Mary was chosen from the beginning to be the Star of Hope, the one who lived within this present moment to be a part of God’s plan to bring the world to salvation. And if anyone had the right to live outside the present moment, it would have had to be Mary. How many would react at age 14 with faith when confronted by the prospect of unplanned pregnancy under circumstances that were, at best, murky? If she got caught up in thinking how she would explain this to her parents, loved ones, friends, neighbors, and certainly her fiancé, we would have to understand that reaction, wouldn’t we? If she got stuck in thinking about how this would negatively impact her life and the plans that she had, we would surely know her pain.
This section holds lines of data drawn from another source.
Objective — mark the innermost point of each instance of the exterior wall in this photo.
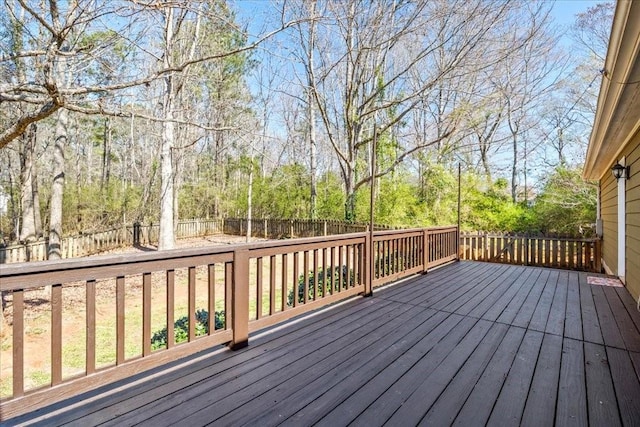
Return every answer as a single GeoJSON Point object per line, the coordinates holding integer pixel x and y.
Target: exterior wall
{"type": "Point", "coordinates": [632, 154]}
{"type": "Point", "coordinates": [609, 206]}
{"type": "Point", "coordinates": [609, 213]}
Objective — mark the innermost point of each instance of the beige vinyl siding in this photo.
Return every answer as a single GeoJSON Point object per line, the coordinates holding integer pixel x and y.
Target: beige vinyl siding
{"type": "Point", "coordinates": [632, 154]}
{"type": "Point", "coordinates": [609, 212]}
But she didn’t. She was brought body and soul into God’s plan for the world and in a moment, expressed her faith – her fiat – and never looked back. She didn’t think about what was coming her way, or what tomorrow would look like, or who would take care of her if Joseph left her, or what the people at synagogue would think. She got caught up instead in the present moment, and with simple faith said, “I am the handmaid of the Lord; let it be done to me according to your word.”
That fiat – that living in the present moment – made Mary the Star of Hope for all of us. God used that fiat moment of faith to burst into a world darkened by sin and overtake the gloom with the bright light of his love. Just like a light shining in darkness, Mary became a light in the darkness of a world bogged down in death, leading us to the Light of Grace, the Light of the World, the Salvation of us all.
Mary was conceived without the stain of original sin because the Star of Hope had to be bright enough so that she could let the Light of the World shine through. God selected Mary from the beginning and gave her a taste in salvific grace so that we could all see the light of what is to come for all of us one day.
One of my favorite Christmas songs is “Mary, Did You Know?” If you don’t know it, go out and find a recording of it today. The lyrics are so incredibly touching, and they express a lot what we believe about Mary. Here’s a sample:
Mary, did you know
That your baby boy would one day walk on water?
Mary, did you know that your baby boy
would save our sons and daughters?
Did you know that your baby boy
has come to make you new;
the child that you delivered
will soon deliver you?
But I have one quarrel with the theology. That last line: “the child that you delivered will soon deliver you” is wrong based on the theology of today’s feast. The feast of the Immaculate Conception celebrates that Mary has already been delivered by the death and resurrection of Christ – before those things ever happened – and makes possible that all of us will soon be delivered. That’s okay, I’ll still listen to the song anyway!
And I’ll still listen to the song because it reminds me that Mary’s simple act of faith, her living in the present moment, was a burst of joy to a world that had been starved of it. I was at a workshop on Wednesday in which the presenter said, “Without Mary’s act of faith, salvation history might have gone poorly.” But thanks be to God, we won’t ever have to know a history like that, and we can look to Mary, the Star of Hope, to lead us to the great Light of the World.
Loving Mother of God, Star of Hope, Blessed Virgin Mary, pray for us.